Friday, October 3, 2008

Russian magnate dumps Magna shares to pay debt

Russian magnate dumps Magna shares to pay debt3-month TSX trading in Magna A stock

Russia's wealthiest man has been forced to dump his 20 per cent stake in Magna International after creditors squeezed his own cash-strapped car-making subsidiary, Magna said Friday.

Oleg Deripaska, who is worth an estimated $26 billion US, gave the shares to an unnamed creditor after the company, reputed to be French bank BNP Paribas SA, started pressuring a subsidiary of Deripaska's Russian Machines in the wake of September's global financial meltdown.

The move knocked Magna's share price down $2.92 Cdn to a new 52-week low of $46.32 in TSX trading. The 52-week high of $96.21 was hit in October 2007.

The move effectively ends the one-year corporate marriage between parts maker Magna and Russia's second-largest car company, GAZ, a subsidiary of Russian Machines.
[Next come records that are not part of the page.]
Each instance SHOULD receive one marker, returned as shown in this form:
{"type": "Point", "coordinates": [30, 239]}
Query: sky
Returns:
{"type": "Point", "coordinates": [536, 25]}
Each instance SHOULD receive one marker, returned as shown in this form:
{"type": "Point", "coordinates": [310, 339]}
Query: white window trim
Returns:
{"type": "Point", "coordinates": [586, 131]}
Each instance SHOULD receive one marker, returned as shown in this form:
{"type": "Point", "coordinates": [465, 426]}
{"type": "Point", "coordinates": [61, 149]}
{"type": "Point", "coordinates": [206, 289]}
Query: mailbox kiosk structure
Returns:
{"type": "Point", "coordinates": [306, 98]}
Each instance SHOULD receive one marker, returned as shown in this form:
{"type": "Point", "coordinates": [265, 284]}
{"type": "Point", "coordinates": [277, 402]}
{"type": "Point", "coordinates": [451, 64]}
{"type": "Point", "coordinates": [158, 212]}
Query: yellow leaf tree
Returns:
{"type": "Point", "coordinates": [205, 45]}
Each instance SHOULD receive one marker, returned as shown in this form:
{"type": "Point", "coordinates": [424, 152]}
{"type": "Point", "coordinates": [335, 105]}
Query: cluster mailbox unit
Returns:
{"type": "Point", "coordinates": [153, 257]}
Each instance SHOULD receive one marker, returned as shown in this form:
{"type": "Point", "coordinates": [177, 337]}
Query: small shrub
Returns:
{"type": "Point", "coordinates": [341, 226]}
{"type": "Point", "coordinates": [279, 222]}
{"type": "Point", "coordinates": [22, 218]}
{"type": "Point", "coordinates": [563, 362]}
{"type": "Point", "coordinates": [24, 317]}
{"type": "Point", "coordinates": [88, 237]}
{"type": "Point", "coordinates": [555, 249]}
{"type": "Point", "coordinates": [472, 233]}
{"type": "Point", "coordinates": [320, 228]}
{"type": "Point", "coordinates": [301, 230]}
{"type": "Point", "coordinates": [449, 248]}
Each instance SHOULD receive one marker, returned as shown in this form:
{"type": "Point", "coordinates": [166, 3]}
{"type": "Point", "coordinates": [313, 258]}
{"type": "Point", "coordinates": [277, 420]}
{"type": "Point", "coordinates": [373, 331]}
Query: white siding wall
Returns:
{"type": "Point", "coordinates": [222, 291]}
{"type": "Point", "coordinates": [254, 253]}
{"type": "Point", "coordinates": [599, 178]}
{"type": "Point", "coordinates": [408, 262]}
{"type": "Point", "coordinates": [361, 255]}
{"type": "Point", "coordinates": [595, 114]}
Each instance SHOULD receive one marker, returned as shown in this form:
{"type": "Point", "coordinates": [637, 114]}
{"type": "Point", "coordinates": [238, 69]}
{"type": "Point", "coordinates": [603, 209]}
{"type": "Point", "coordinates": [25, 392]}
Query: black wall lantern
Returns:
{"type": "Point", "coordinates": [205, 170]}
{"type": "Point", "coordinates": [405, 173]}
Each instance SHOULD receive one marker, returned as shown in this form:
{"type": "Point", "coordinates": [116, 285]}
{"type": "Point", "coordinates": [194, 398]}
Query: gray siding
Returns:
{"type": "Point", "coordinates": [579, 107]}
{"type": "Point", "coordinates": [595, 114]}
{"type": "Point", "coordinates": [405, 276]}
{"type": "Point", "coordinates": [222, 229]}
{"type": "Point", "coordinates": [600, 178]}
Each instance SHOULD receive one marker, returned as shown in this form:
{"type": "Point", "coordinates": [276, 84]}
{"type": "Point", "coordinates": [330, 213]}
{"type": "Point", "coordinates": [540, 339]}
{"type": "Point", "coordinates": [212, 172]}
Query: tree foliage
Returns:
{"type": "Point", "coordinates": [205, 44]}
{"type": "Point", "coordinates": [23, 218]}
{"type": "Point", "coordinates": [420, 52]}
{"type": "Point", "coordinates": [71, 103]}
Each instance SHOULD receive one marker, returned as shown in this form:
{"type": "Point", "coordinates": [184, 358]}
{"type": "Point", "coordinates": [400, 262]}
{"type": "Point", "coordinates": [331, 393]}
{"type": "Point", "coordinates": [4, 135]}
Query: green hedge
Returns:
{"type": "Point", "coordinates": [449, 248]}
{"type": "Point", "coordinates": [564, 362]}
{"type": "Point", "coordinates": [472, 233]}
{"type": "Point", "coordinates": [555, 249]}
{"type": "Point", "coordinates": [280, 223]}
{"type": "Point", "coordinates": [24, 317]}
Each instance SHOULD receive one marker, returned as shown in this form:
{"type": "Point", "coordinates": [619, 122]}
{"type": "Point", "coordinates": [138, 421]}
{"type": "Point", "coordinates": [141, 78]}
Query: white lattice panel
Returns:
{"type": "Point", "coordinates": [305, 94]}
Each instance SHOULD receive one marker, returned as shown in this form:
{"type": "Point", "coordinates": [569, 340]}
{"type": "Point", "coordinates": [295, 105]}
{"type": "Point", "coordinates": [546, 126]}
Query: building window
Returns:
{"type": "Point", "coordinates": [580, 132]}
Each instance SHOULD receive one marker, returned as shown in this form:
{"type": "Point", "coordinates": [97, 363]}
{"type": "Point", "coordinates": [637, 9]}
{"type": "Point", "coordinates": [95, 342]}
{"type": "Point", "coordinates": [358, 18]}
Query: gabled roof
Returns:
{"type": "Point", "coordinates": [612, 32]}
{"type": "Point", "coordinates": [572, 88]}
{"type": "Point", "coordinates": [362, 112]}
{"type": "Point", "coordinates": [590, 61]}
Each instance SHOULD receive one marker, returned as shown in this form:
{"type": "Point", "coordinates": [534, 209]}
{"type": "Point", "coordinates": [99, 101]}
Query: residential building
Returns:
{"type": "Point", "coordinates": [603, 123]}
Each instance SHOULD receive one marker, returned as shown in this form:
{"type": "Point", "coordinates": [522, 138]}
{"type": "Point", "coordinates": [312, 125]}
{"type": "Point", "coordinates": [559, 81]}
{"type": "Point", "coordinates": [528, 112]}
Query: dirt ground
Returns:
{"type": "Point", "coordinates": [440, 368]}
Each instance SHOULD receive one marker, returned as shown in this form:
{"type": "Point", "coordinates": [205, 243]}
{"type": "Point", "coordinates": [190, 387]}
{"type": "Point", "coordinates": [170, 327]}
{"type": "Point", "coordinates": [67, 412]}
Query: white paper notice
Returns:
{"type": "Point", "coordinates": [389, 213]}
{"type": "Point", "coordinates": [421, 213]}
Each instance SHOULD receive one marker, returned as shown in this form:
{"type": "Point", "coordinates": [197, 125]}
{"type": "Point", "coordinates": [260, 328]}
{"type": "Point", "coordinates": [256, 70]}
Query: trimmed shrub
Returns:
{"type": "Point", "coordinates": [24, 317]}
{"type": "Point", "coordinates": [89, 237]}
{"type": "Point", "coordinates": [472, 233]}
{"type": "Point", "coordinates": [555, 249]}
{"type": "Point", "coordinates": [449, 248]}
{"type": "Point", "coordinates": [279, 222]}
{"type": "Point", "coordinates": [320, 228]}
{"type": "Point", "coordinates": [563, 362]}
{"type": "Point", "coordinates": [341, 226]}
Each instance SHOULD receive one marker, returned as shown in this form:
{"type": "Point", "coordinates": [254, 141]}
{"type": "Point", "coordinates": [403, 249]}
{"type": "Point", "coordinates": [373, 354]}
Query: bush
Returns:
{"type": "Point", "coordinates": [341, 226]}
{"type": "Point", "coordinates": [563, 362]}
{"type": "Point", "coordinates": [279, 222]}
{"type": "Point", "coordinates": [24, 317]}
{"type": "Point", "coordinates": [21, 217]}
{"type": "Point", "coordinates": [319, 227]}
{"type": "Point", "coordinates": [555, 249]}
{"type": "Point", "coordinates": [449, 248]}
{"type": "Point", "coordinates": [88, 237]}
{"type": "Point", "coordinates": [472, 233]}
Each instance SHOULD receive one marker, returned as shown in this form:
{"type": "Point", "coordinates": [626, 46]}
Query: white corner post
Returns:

Deripaska, through his holding company, purchased the stake in Magna in September 2007 for $1.54 billion US.

For Magna, the partnership was a way into the growing Russian vehicle market, a place the Canadian company still believes can be lucrative.

"Our strategic alliance with Russian Machines has assisted us in accelerating our growth in the Russian market," said Siegfried Wolf, Magna's co-chief executive officer.

"We believe that the Russian market still holds significant opportunities for us and intend to continue to pursue joint opportunities with Russian Machines and GAZ, as well as other opportunities to advance our position in Russia."

Deripaska has seen most of his financial holdings come under pressure in recent weeks.

Russia's stock market has fallen 30 per cent since July, partly as a result of recent aggressive moves by the government but also due to the drop in commodity prices.